A contradição entre a fala do presidente e a postura dos negociadores reflete a incerteza do momento. O governo federal aguarda uma decisão dos EUA para só então definir sua resposta. Enquanto isso, Jamieson Greer, que representa o Departamento de Comércio dos Estados Unidos, afirmou que os dois países ainda estão longe de fechar um acordo.
Para esta quarta-feira (15/07), está agendada uma reunião virtual do governo brasileiro com Greer, que deve antecipar o que Washington pretende anunciar. Entre os negociadores brasileiros, circula a avaliação de que o Departamento de Estado norte-americano pode acrescentar um anexo com alterações à decisão, abrindo caminho para exceções à tarifa de 25%. Trata-se, contudo, de uma hipótese ainda sem confirmação.
Na prática, o que está em jogo é o custo de produtos brasileiros vendidos ao mercado americano.
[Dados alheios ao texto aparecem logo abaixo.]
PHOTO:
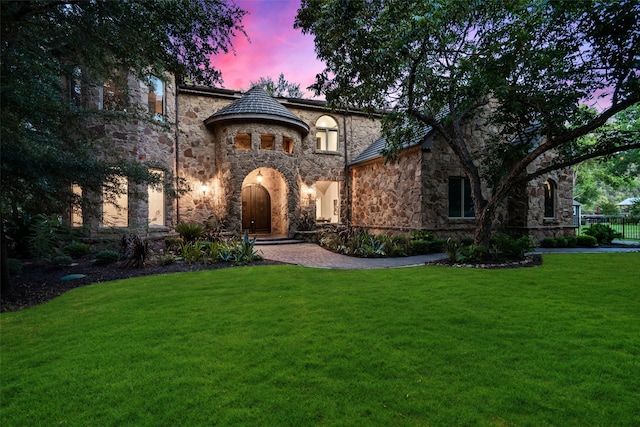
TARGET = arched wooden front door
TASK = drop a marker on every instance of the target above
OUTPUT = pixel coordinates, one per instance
(256, 209)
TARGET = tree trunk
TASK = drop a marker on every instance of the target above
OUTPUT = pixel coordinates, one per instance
(5, 281)
(484, 219)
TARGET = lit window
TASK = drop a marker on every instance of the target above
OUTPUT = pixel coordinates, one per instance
(243, 141)
(115, 208)
(76, 211)
(287, 145)
(460, 201)
(114, 95)
(156, 201)
(326, 134)
(549, 199)
(156, 97)
(267, 142)
(327, 201)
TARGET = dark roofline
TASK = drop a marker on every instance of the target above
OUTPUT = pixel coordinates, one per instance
(269, 118)
(311, 104)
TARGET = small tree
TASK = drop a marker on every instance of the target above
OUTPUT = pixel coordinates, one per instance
(281, 88)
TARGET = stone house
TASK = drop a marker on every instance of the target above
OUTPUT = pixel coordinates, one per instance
(269, 165)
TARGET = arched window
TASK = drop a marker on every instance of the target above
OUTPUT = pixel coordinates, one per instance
(549, 199)
(326, 134)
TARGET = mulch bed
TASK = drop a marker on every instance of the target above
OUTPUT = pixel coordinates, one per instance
(37, 283)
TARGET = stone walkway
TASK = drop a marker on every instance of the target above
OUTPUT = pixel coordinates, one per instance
(312, 255)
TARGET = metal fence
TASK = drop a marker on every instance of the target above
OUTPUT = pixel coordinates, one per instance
(628, 226)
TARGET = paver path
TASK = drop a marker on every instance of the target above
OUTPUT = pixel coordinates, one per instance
(312, 255)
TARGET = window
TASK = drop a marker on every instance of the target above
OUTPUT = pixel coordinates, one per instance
(76, 211)
(114, 207)
(156, 201)
(327, 201)
(267, 142)
(326, 134)
(156, 97)
(549, 199)
(114, 96)
(460, 202)
(287, 145)
(243, 141)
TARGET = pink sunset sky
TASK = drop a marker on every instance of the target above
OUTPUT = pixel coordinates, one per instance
(274, 47)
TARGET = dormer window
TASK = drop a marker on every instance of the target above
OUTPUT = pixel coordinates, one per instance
(156, 97)
(326, 134)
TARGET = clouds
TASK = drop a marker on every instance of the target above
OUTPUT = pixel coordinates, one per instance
(275, 47)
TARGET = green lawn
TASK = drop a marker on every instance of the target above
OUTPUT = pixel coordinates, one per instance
(264, 346)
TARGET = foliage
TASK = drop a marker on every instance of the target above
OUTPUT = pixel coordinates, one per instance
(77, 249)
(61, 261)
(612, 178)
(602, 232)
(506, 246)
(15, 266)
(172, 244)
(192, 251)
(190, 232)
(282, 88)
(451, 248)
(107, 256)
(134, 250)
(472, 253)
(45, 235)
(587, 241)
(551, 345)
(448, 62)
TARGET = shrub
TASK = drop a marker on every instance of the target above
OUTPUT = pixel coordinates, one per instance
(167, 259)
(190, 232)
(134, 249)
(77, 249)
(172, 244)
(421, 247)
(192, 252)
(602, 232)
(61, 261)
(451, 249)
(587, 241)
(45, 235)
(509, 247)
(107, 256)
(472, 253)
(548, 242)
(15, 266)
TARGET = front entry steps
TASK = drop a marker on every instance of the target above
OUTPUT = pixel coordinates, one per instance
(275, 240)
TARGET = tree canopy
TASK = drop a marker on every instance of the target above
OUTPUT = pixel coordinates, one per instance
(45, 144)
(526, 66)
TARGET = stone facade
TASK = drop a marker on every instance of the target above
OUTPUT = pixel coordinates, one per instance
(219, 142)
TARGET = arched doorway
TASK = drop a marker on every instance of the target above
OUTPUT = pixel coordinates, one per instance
(256, 209)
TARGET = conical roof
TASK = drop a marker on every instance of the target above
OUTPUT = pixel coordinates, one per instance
(257, 106)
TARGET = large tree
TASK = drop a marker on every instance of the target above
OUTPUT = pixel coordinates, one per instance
(524, 66)
(44, 141)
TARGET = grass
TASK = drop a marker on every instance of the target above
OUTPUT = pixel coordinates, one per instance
(552, 345)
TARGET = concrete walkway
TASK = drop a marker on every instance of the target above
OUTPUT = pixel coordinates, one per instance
(312, 255)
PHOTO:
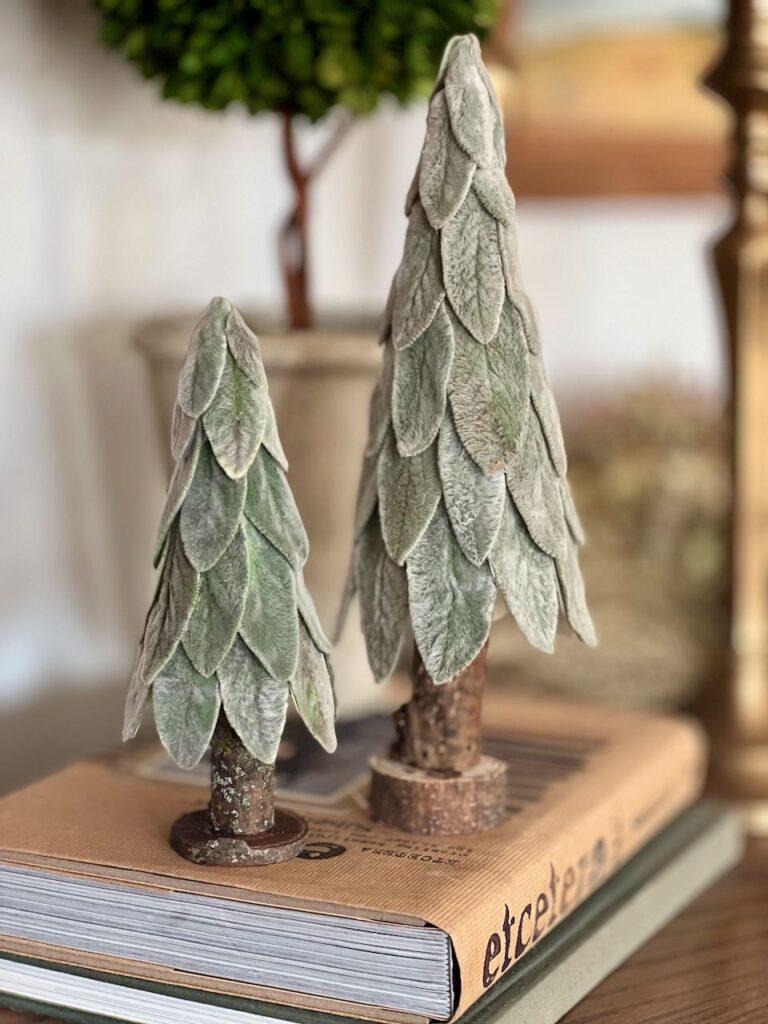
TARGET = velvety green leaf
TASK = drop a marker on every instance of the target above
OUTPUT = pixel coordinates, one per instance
(469, 105)
(211, 511)
(544, 402)
(218, 610)
(270, 507)
(474, 502)
(495, 194)
(419, 284)
(472, 268)
(409, 493)
(535, 487)
(420, 386)
(571, 516)
(451, 600)
(178, 488)
(205, 360)
(368, 493)
(270, 620)
(383, 589)
(526, 579)
(309, 614)
(574, 601)
(311, 689)
(489, 392)
(515, 293)
(236, 420)
(445, 169)
(380, 415)
(183, 429)
(244, 346)
(186, 708)
(271, 439)
(170, 611)
(255, 704)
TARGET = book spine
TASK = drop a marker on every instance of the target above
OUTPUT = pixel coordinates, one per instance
(573, 849)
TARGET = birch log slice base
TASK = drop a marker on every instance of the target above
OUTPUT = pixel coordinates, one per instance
(430, 803)
(194, 838)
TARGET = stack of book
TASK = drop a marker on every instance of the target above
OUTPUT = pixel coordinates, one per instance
(603, 843)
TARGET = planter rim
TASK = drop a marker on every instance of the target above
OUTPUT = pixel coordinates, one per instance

Uma tarifa de 25% encarece as exportações e pode reduzir a competitividade do Brasil nos EUA.
Turbina a etanol e soberania nacional
As declarações sobre as tarifas foram feitas à saída de um evento realizado nas instalações do Departamento de Ciência e Tecnologia Aeroespacial (DCTA). Lula esteve no local para conhecer a primeira turbina a gás brasileira movida a etanol hidratado, desenvolvida por pesquisadores nacionais.
Em seu discurso, o presidente defendeu o setor de defesa e disse que investir nas Forças Armadas é condição para assegurar a soberania do país. Lula acrescentou ainda que “quem quiser explorar esses recursos no Brasil terá de realizar o processamento no país, e não apenas exportar a matéria-prima”.